Recommendation algorithm provides personalized user experience past on the user's past historical interaction with the product/system/website. However, when serving the recommendation such as recommendation top 10 movies that we think the user might be interested in, a recommendation engine that is solely measured based on ranking metrics can easily generate recommendations that focus on the main area of interests, resulting the user's other area of interest to be under-represented, or worse, absent in the final recommendation.

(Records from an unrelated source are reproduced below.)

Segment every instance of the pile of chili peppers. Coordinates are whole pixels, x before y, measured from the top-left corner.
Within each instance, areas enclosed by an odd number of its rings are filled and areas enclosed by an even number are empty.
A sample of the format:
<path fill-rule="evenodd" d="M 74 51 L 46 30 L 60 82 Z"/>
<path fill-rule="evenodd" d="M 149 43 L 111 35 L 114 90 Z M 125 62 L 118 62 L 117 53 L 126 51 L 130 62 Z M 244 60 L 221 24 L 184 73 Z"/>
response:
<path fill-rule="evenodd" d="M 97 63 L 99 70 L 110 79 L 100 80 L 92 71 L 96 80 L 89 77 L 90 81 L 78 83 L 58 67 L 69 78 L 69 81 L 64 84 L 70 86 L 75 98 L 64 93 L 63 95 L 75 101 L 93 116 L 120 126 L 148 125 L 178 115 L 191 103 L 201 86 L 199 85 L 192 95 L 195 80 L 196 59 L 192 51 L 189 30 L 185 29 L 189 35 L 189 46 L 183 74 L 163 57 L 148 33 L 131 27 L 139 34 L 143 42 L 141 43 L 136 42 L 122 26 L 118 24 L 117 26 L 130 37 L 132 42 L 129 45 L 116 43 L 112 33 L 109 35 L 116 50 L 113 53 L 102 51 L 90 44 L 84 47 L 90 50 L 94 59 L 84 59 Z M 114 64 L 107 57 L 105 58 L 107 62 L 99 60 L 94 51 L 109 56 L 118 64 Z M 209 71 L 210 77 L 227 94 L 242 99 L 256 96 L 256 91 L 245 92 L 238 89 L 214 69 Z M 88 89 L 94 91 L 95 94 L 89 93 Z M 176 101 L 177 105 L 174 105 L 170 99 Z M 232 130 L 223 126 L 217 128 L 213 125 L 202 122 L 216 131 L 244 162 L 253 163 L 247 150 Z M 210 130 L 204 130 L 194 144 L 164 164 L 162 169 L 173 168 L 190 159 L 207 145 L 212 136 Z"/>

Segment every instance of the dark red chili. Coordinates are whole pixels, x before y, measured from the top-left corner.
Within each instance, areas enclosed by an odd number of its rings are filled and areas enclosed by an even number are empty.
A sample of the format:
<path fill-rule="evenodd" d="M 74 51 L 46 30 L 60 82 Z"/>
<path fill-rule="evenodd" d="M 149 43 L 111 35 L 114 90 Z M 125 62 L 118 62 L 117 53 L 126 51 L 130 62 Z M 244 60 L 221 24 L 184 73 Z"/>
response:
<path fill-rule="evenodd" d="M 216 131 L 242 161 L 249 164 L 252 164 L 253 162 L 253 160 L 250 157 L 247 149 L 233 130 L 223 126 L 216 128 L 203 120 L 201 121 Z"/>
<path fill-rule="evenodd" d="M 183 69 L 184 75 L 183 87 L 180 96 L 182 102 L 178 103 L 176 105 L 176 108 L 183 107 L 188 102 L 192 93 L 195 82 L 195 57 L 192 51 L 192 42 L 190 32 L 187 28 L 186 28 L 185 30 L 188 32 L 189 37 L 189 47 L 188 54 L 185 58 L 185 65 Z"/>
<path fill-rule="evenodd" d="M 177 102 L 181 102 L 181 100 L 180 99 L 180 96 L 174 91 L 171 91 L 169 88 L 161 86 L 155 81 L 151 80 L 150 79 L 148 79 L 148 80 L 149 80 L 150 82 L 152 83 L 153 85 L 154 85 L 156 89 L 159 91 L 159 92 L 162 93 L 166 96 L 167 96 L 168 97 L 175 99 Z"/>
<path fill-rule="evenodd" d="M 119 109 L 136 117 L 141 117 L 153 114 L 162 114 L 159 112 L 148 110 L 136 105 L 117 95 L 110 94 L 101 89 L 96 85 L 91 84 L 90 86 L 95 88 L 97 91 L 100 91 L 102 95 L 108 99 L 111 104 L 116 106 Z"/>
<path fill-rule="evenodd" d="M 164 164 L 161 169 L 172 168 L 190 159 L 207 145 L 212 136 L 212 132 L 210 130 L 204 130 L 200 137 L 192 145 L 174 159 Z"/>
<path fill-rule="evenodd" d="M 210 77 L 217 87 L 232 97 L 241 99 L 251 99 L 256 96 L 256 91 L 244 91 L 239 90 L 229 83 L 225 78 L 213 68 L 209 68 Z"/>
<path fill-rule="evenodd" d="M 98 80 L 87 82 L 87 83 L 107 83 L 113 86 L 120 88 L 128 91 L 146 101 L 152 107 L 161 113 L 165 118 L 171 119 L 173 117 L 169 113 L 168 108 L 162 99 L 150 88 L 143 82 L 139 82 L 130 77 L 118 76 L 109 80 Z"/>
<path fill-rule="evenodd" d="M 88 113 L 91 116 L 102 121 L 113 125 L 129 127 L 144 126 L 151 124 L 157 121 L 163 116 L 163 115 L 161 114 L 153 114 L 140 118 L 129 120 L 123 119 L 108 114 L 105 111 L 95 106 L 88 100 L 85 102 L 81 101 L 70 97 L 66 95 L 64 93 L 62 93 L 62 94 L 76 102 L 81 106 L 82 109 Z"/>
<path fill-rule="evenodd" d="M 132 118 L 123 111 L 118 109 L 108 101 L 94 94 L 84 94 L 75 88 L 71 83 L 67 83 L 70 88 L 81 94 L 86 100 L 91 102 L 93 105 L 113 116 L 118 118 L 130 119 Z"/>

To hit the notion home, using the example above, given a user that has watched 70% romance movies and 30% action movies, if we were to solely measure the metric based on precision, we can say we can achieve the best performance by predicting the majority genre, i.e. we will recommend 100% romance movies and we can expect the user to interact with those recommendations 70% of the time. On other other hand, if we were to recommend 70% romance movies and 30% action movies, then we would expect our recommendation to only be correct 0.7 * 0.7 + 0.3 * 0.3 = 58% of the time.

Throughout the rest of this notebook, we will take a look at if the phenomenon of crowding out user's sub-interest occurs with our recommendation, develop a quantitative metric to measure how severe this issue is and implement a post-preprocessing logic that is agnostic of the underlying recommendation algorithm we decided to use to ensure the recommendation becomes more calibrated.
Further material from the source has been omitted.